During a whirlwind two weeks, local third through sixth graders (up to tenth graders during summer sessions) rehearse and then perform a roughly 90-minute musical.

Director Pat Lydersen writes the plays and Wendy Woolf composes music for them. Several of their works have been published and performed as far away as Australia.

“It’s really cool to see them take on a life of their own outside of this area,” Woolf said.

Nearly three decades ago, Lydersen co-founded Park Dale Players, which started as adults performing original plays at Park Dale Lane Elementary and teaching drama workshops for children. In 1999, the group began its musical program in the Encinitas school district and has continued after-school acting and dance workshops for kids.

“I just love it — that’s the simple answer,” said Lydersen when asked what keeps her motivated.

Lydersen cited the silly humor of “Monty Python” as a big influence on her writing. Another has been her family, with her son and daughter’s love-hate dynamic when they were younger informing “Bratty Brother in Outer Space.” In the play, the character Alice wishes her little brother would disappear — that is, until he’s beamed into outer space to become part of a young alien’s science project.

“It’s about how when you’re a kid you might want your sibling to go away, but you really love them at the end of the day,” said Lydersen, who has a master’s degree in theater from Penn State University.
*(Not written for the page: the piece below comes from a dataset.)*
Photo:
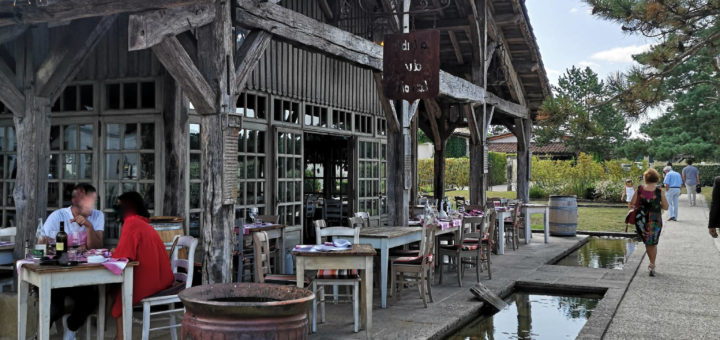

And she has more than 35 years of experience as an actress, director, teacher and playwright.

Her dedication to teaching kids theater earned her a spot in “Hidden Treasures,” an upcoming exhibit that features unsung leaders in Encinitas. It will chart her journey from a dancer growing up in New York City to present.

She makes a point to write ensemble plays, so each kid — whether they’ve stepped on a stage or not — has at least a few lines, unlike a traditional musical in which a few leads perform most of the show. That way, all the kids are engaged throughout and get a chance to improve.

The goal, Lydersen said, is to instill a love for theater. Another aim is fostering creativity and confidence.

Two parents told the Encinitas Advocate that Park Dale Players is a critical part of the local theater landscape, especially since the Encinitas school district doesn’t offer anything like it. They also said they appreciate that the program runs during school breaks, largely avoiding an impact on school or other extracurricular activities.

Sixth grader Ella Darlington and third grader Natalie Siljander said they’re happy to spend spring break taking part in the musical.

“It’s worth it,” Natalie said, noting she’s been in a few of the productions. “The environment is nice and so are the people.”

Ella said she doesn’t get nervous performing, since she’s among good friends on stage. Third grader Thomas Walsh said he wanted to be in the musical because he read a description and “it sounded funny and fun.”

The musicals are family affairs. Lydersen’s daughter, Joanna, is a driving force as the dance choreographer, for instance. Others close to Lydersen and Woolf pitch in on set construction, promotion and more.

Woolf, the program’s musical director, said she and her son composed two songs for “Bratty Brother in Outer Space” in advance of the play’s debut eight years ago.

“For me it’s a super special, emotional play,” Woolf said. “There was this summer before my son left for college and we composed together.”

Woolf said the productions are also about community bonding.

“In the audience you’ll see all ages laughing. The humor is for everyone.” Woolf added parents and kids get really excited about having a homegrown play.

Park Dale Players receives a small chunk of funding from suggested donations for tickets, with most funding coming from tuition for programming. Tuition is $360 per kid for the two-week camp and performances, and the after-school program is $260.

The district gets 15 percent of programing tuition, in exchange for the theater group using district buildings.

Woolf said the kids are very enthusiastic about the plays — and it shows.

“We’ve had kids tell their parents they don’t want to go on a vacation during break so they can be in a play,” Woolf said.